1st in a series
By DEBORAH A. MILES
Wayne Spence enters his second term as the union’s ninth president, a proud parole officer at the state Department of Corrections and Community Supervision. Spence hit the ground running during his first term and put together a PS&T contract team that delivered a contract to members with raises and no givebacks, with 97 percent member ratification.
Spence joined rank-and-file members on several door-knocking campaigns to bolster member awareness of PEF’s mission, or to explain the consequences if voters supported holding a constitutional convention, which was overwhelmingly defeated.
He stood with PEF members at rallies such as ‘Save Bernard Fineson’ or to fight for pay equity at Stony Brook University Hospital. Under Spence’s leadership, PEF gained support in its legislative endeavors, and established and has maintained a respectful relationship with the governor. For members, he initiated new benefits through PEF’s Membership Benefits Program ranging from college tuition assistance to legal defense.
“There were challenges during my first term as a PEF president, but our accomplishments speak for themselves. I am a proponent of working together and stand by our ‘stronger together’ motto. During the next three years, I will have the added benefit of working with a cohesive PEF-elected leadership team.

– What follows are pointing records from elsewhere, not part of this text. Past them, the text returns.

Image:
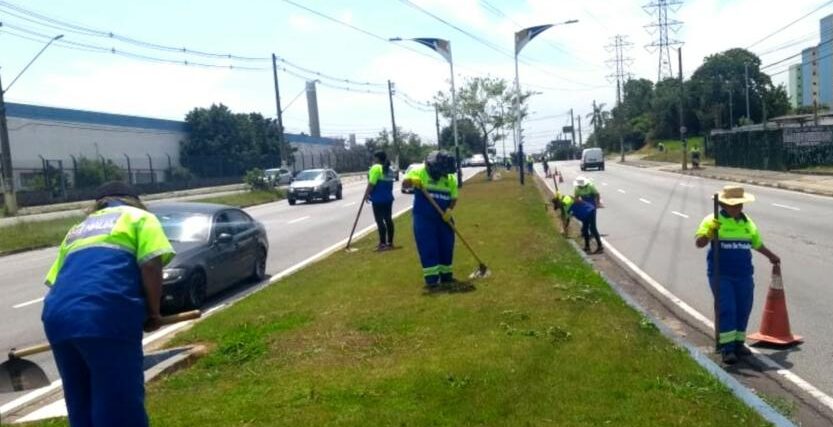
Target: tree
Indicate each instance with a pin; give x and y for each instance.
(488, 103)
(223, 143)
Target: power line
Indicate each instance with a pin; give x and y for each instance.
(790, 24)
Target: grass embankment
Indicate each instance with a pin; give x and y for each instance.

“This leadership has already begun assembling a new contract team with members who have proven to have sharp negotiating skills. And we will remain devoted to all the occupational needs of our members by continuing to meet with them on a regular basis and keeping them informed,” Spence said.
“PEF will face new challenges in this post-Janus era, and this leadership will remain committed to keeping the union strong, for we realize the power must remain with the workforce, and not those whose goal is to privatize the nation.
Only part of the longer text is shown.